The Upgrade: It’s been noted that Criterion’s Salo Blu-ray has a markedly different appearance than that of other Salo Blu-rays published in other territories, namely in that Criterion’s transfer has trended towards a warmer color palette, eschewing grays and blues for softer, fleshier tones. To my eyes, Criterion’s complexion is undoubtedly superior and more appropriate for Pasolini’s film, which only increases in power the more tactile and alive it feels. The muted tones of the BFI Blu-ray make the gaggle of pillaged youths feel almost zombified, whereas Criterion’s transfer captures them at the height of their flush-cheeked youth. Beyond that, the image on this Blu-ray is so gorgeous it’s downright sinister, Criterion having all but eliminated the noise that haunted their DVD editions, and thus allowing the film to connect with their consumers without the buffer of degraded time. Contrast and saturation levels are spot-on and the picture is sadistically clear. Light years improved over any DVD of the film, Salo has never looked better, and probably never will. Whether or not you consider that to be a good thing is up to you.

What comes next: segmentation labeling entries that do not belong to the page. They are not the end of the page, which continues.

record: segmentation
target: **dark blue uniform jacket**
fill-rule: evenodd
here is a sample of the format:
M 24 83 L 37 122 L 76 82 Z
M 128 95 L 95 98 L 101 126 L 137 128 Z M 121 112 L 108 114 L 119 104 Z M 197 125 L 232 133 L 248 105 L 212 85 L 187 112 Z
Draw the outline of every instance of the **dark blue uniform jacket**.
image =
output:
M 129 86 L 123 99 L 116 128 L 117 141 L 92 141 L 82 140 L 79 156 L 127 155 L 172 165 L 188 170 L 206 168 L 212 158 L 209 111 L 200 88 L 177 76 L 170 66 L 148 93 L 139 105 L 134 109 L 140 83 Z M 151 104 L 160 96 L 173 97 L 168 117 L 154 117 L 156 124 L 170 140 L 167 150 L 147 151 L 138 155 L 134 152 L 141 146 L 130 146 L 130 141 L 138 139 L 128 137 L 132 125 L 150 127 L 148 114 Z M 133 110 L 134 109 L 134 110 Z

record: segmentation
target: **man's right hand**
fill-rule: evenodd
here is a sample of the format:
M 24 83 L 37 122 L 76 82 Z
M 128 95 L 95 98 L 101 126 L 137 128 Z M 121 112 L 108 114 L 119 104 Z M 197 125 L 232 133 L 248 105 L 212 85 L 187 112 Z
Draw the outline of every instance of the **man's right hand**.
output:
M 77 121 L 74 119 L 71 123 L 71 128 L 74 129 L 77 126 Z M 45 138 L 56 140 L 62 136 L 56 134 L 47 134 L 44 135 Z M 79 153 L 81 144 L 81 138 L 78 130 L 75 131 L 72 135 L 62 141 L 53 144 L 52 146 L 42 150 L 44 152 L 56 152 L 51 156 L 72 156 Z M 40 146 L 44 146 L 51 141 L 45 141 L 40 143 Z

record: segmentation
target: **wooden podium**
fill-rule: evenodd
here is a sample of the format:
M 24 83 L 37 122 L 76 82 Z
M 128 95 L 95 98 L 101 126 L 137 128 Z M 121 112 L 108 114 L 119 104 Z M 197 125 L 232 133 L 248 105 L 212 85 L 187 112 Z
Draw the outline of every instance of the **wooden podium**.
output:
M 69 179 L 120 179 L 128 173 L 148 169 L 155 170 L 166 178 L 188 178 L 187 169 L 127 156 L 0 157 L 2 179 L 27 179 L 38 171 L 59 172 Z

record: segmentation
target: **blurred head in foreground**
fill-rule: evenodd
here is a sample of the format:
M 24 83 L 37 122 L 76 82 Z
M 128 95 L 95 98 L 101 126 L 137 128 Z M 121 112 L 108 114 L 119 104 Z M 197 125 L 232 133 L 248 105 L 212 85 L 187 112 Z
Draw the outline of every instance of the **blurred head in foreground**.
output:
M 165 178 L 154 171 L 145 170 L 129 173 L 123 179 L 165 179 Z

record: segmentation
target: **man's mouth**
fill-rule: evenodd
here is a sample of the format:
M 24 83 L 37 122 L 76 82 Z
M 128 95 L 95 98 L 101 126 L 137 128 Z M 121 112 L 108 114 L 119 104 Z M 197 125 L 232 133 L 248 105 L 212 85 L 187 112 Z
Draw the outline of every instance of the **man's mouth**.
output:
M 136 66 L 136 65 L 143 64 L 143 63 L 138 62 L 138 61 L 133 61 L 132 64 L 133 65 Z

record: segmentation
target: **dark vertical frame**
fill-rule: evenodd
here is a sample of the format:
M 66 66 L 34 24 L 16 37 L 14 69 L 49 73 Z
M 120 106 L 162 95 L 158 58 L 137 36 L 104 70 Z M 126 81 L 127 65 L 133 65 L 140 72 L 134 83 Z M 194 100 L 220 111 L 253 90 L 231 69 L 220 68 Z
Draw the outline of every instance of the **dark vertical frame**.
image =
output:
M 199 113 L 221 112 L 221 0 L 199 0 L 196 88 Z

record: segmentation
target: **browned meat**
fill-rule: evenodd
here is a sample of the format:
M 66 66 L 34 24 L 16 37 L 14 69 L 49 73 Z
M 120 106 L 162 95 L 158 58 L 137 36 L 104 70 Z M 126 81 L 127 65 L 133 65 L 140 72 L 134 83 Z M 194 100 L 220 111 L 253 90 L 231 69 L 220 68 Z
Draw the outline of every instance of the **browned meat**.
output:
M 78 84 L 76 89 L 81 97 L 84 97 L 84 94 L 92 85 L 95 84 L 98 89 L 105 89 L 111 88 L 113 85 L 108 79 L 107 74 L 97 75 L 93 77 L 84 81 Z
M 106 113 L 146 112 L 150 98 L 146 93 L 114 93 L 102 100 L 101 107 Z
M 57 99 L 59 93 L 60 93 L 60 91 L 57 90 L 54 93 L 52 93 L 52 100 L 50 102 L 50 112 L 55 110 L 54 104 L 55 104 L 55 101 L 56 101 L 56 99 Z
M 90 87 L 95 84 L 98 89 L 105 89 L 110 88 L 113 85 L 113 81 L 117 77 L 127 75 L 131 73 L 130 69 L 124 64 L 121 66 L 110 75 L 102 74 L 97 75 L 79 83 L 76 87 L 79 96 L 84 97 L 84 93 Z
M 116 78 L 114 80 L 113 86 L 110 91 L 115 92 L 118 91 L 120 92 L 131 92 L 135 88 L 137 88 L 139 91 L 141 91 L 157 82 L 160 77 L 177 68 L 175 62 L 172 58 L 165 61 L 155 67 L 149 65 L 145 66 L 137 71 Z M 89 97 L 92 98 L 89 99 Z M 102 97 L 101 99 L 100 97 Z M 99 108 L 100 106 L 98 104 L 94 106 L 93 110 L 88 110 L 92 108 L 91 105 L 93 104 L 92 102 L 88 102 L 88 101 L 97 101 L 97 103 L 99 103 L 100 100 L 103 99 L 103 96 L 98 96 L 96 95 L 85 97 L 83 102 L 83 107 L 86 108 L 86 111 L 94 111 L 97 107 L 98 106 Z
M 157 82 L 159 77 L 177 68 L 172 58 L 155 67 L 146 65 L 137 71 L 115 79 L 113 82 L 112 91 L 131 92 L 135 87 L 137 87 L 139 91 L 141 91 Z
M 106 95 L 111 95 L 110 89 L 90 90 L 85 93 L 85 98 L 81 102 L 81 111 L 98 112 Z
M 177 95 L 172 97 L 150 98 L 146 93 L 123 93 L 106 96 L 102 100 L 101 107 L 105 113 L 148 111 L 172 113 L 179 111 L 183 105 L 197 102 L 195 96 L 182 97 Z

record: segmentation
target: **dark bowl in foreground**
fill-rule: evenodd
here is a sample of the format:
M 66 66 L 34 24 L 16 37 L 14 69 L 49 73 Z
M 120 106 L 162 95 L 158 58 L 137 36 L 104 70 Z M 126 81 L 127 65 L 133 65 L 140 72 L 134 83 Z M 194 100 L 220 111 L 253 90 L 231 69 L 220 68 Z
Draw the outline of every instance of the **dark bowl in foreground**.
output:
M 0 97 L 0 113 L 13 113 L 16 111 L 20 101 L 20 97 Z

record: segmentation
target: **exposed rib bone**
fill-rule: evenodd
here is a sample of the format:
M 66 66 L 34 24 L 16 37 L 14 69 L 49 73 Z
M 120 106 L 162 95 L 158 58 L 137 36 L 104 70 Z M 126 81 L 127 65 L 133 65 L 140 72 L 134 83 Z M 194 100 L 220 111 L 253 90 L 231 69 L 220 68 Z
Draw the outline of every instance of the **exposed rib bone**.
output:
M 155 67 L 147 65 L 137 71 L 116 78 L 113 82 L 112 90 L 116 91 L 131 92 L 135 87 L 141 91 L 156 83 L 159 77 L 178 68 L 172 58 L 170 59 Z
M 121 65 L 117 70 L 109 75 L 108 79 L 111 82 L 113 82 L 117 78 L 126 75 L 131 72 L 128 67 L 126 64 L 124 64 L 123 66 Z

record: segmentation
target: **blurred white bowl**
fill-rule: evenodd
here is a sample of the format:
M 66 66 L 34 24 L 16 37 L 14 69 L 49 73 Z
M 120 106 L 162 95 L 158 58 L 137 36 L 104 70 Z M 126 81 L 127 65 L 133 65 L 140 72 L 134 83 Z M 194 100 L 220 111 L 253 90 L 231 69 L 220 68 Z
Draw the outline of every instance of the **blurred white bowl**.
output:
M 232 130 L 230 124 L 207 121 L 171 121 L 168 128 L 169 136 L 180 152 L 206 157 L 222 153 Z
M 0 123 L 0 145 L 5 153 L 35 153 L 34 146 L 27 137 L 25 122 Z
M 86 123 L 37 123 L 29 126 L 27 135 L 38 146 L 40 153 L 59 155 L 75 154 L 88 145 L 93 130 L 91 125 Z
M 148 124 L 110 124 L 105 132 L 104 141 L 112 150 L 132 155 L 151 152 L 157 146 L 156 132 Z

#302 HARAKIRI (dir. Masaki Kobayashi) 1962
The Film: Masaki Kobayashi is too often one of those filmmakers who gets lost in the shuffle of Japanese auteurism, a sleight that Criterion continues to remedy as best they can. Kwaidan was an early Criterion favorite, their DVD release of Kobayashi’s magnum opus The Human Condition still ranks amongst their most essential and well-considered releases, and Samurai Rebellion is naturally a highlight of their “Rebel Samurai” box set. But it might be Harakiri — a rigidly geometric, fluidly time-bending, and giddily cathartic samurai court drama — that most urgently expresses Kobayashi’s mastery of the milieu and the medium, alike. Despite the discourse consistently returning our attention to the hallowed trio of Kurosawa, Mizoguchi, and Ozu, I can barely make it through Harakiri’s opening sequence (that spare voiceover, Toru Takemitsu’s airy score racing up my spine like a welcome cold shiver) without being reminded that Kobayashi’s most purely enjoyable film — arguably the most emotionally satisfying of its kind — is up there with Pale Flower and High and Low as the seminal Japanese film of the early 1960s.
The Upgrade: Yessssss. Speaking of Pale Flower, Criterion’s Harakiri Blu-ray joins the disc for Shinoda’s masterwork as sporting one of the finest monochromatic transfers the format has ever known. Freed from the ceiling of DVD, Harakiri shimmers and shines, every nuance of Kobayashi’s delicate and emotionally expressive lighting allowed to articulate its full meaning. The clarity of the image (with unparalleled contrast and consistent grain) allows the meticulous spatial planning of Kobayashi’s samurai courts to be fully understandable — even in the most crowded scenes, the layout of the clan and the social hierarchy it betrays is easy to understand, an effect which actually improves one’s appreciation of the film’s content, itself. Anyone who loves this film half as much as I do should feel extremely confident that Criterion’s Blu-ray is a great buy, even if you already own the DVD (give it to a friend, spread the love).